Utopia is not optimism. It is not, Bloch writes, ‘hurray-patriotism’. It derives its energy and its possibility from the sense that the very inarticulacy that emerges at times of crisis is also the darkness from which new images are born, and from which Gramsci’s new culture might arise. To be contemporary, to be attuned to the crisis that makes us unhappy in our own way, the Italian philosopher Giorgio Agamben writes, requires us to attune ourselves to this darkness. ‘The contemporary’, Agamben writes, is he or she ‘who firmly holds their gaze on their own time so as to perceive not its light but its darkness’. To think or speak of utopia now is not to draw on existing reserves of imaginative of political capital, but rather to cast ourselves into a future in which we have no co-ordinates by which to orient ourselves. As the omni-crisis which we are living through unfolds, it becomes an urgent task to think past the existing terms in which we have related to each other, and to invent new ones. It is to this task that ‘Utopia Now’ is dedicated. The season brings musicians, dramatists, film makers and writers together with theorists, philosophers and critics from across the Arts, Humanities and Sciences, to ask what utopia means for us now, and to call for a collective utopian mode of critical thinking, now, in our time.
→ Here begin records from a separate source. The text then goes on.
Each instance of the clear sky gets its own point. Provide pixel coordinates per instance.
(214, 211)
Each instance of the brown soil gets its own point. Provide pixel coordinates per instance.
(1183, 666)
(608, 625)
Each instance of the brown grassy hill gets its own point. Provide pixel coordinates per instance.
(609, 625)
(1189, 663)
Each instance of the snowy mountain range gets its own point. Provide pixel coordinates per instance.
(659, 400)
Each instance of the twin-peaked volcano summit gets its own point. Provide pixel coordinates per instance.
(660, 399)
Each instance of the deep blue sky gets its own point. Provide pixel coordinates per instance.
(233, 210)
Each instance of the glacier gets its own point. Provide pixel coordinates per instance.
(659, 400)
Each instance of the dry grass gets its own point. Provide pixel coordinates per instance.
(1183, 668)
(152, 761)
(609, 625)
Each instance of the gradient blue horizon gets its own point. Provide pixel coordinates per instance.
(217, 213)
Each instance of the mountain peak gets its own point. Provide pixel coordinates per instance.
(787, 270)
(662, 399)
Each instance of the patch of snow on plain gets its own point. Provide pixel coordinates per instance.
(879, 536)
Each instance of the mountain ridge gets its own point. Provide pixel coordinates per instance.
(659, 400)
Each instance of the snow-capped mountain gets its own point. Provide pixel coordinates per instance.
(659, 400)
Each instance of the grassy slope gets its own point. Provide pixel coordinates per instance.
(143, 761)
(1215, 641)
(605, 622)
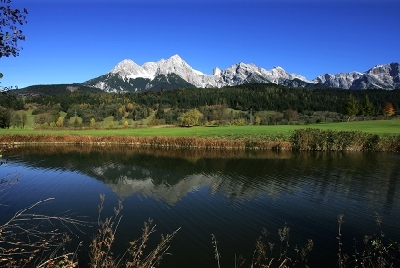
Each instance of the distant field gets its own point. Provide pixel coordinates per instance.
(380, 127)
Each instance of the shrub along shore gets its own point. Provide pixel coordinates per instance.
(309, 139)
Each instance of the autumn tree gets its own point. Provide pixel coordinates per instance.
(24, 119)
(351, 107)
(190, 118)
(9, 33)
(368, 108)
(388, 110)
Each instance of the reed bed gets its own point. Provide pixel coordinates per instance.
(155, 142)
(311, 139)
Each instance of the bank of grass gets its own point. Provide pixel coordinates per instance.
(377, 135)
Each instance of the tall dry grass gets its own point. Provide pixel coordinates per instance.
(311, 139)
(155, 142)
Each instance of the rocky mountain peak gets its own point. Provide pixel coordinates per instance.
(380, 76)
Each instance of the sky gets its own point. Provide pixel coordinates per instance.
(72, 41)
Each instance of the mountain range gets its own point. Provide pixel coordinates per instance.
(127, 76)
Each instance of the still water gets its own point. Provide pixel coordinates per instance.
(233, 195)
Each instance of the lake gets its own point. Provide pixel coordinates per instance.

The nature of the challenges that we face – technological, geopolitical, environmental – requires of us a refashioning of the terms in which we have conceived of modernity, Habermas’s unfinished project. The season ‘Utopia Now’ sets out to shape an environment in which some elements of that new thinking might become possible, so that we might see a way past the morbid symptoms of today, towards new social, political and aesthetic forms.
― Professor Peter Boxall
Peter Boxall is Goldsmiths’ Professor of English Literature at the University of Oxford, and a Fellow of the British Academy. His books include Twenty-First-Century Fiction (2013), The Value of the Novel (2015), and The Prosthetic Imagination (2020), and his edited collections include 1001 Books (2006),and the Cambridge Companion to British Fiction: 1980-2018 (2019). He has been editor of Textual Practice since 2009. His volume of collected essays, The Possibility of Literature, came out in 2024, and he is currently at work on a book on Zadie Smith, entitled Life in Fiction.